Human rights commission on the rocks
Members of the Dialogue on Race’s Policy Action Team have proposed a human rights commission with the ultimate goal to enforce non-discriminatory practices in housing and private businesses. The commission, designed with investigative and enforcing authority, calls for an initial investment of $300,000 and an annual budget of $200,000. City Manager Maurice Jones, after a few weeks of due diligence, is recommending that City Council study the commission for one year and establish a task force that will report back in February 2013 with its own set of recommendations.
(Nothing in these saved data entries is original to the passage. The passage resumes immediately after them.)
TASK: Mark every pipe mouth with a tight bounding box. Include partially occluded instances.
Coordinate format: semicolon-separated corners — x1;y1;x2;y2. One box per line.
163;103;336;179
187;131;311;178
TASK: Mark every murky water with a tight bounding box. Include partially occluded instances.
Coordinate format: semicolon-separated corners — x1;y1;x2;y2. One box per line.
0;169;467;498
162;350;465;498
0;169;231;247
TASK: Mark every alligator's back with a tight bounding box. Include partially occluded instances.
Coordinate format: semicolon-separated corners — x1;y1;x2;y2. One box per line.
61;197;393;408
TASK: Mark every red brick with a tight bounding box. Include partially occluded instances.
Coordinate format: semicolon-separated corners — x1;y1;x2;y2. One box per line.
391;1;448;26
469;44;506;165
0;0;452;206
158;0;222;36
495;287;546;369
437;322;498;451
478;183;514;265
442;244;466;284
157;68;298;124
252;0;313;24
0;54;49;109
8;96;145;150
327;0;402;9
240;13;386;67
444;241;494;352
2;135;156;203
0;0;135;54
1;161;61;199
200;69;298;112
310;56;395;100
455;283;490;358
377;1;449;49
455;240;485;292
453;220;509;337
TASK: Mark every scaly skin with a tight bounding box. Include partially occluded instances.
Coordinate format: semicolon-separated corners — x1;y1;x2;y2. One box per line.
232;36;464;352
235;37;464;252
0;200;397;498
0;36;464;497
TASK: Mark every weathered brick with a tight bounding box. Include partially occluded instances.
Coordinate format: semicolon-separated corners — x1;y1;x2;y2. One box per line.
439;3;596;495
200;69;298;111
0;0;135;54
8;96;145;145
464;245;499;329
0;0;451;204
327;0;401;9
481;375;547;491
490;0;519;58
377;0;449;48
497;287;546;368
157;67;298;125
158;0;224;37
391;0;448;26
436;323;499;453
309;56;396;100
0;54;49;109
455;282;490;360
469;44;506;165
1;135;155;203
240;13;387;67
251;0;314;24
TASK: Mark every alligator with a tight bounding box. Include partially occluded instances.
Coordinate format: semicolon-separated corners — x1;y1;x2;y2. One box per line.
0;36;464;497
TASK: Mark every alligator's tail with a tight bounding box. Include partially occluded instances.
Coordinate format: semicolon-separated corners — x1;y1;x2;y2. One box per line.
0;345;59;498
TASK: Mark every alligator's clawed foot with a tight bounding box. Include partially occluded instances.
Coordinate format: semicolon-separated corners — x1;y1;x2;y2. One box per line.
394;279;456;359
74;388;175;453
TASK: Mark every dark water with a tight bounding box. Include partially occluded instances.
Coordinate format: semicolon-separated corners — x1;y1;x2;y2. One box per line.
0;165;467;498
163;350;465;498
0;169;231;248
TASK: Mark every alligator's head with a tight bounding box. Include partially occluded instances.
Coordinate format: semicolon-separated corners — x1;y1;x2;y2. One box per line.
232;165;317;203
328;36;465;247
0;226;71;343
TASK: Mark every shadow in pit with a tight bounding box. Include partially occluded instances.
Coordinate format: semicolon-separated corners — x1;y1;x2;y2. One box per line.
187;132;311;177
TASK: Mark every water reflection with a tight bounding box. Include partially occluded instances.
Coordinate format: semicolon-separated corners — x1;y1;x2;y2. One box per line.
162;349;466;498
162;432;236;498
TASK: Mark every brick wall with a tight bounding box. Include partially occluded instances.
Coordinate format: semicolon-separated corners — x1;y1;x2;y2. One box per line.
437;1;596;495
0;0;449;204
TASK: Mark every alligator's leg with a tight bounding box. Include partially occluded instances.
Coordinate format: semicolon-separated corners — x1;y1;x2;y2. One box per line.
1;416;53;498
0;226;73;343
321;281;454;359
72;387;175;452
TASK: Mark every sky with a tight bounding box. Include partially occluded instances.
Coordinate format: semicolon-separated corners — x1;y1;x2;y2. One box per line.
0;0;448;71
“We have had several initiatives like the Dialogue on Race and it always ends with a call for more studies and we just feel that at this point, we’d like to break the cycle of the city creating an initiative and at the end calls for more study,” said Walter Heinecke, member of the Policy Action Team and vocal supporter of the commission.
Louisa still shakes
According to the U.S, Geological Society, Louisa County felt another significant aftershock on Monday, January 30 at around 6:39pm. This time, the shock measured 3.2 in magnitude and is the latest in approximately 60 aftershocks felt since the 5.8 earthquake that rattled the county in late August. The initial tremor was felt along the East Cost and FEMA has recently approved disaster relief assistance for Albemarle and King George counties. According to a news release from Governor Bob McDonnell’s office, “the federal Individual Assistance Program provides grants, disaster housing assistance and low-interest loans.” The deadline to register is March 5.